On Clipper Ship, his first album in three years (a relative dearth in terms of Toth’s output), he crafts an album that puts the musical heft ahead of the lyrical focus. A groundswell of his fellow craftsmen have found their way to the studio for this dragging the net from Glenn Kotche (On Fillmore, Wilco) and Jim Becker (Califone, Iron & Wine) to Zak Riles (Watter, Grails) and sought after sidemen Luke Schneider (Margo Price, JEFF The Brotherhood, Natural Child) and Jim Elkington (Tweedy, Richard Thompson, Steve Gunn).
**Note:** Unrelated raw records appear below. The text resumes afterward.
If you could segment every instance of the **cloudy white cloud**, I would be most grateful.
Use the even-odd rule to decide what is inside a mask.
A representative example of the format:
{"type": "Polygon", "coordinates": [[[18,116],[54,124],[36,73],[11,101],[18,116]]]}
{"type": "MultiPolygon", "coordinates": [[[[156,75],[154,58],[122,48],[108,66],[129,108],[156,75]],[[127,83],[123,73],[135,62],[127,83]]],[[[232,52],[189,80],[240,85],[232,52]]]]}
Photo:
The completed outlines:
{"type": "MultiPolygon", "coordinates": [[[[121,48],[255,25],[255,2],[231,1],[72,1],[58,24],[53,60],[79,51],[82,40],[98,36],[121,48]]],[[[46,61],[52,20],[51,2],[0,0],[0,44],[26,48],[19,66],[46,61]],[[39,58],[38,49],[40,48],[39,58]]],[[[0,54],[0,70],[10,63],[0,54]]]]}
The songs jut out from the piers of Fahey and Basho and then tumble into endless buzzing drones and blissful hums. Stripped of the words this would rival any Scissor Tail release for acoustic dominance.

Though that’s not to discount the lyrics on Clipper, they’re as literate and as personal as ever, lending the album Toth’s own brand of rural mesquite, a woodsiness that flecks each song with a mouthful of smoke. In his aim to construct an album that stands alone on it’s instrumentation, he’s succeeded and then some. Combined, however, the instrumental acumen and lyrical quality push this towards one of Toth’s finest releases. The lyrics suggest a haunted America; full of murder ballads and codeine comedowns for a generation adrift and reaching, grasping and grappling with truths that seem to grow less plausible every day. Toth has said that in the wake of 2016’s political heft, he may slow down output, not wanting to add to a glut of musical content out there. But if the spigot slows and each new release is of this caliber, then I’m on board for the wait.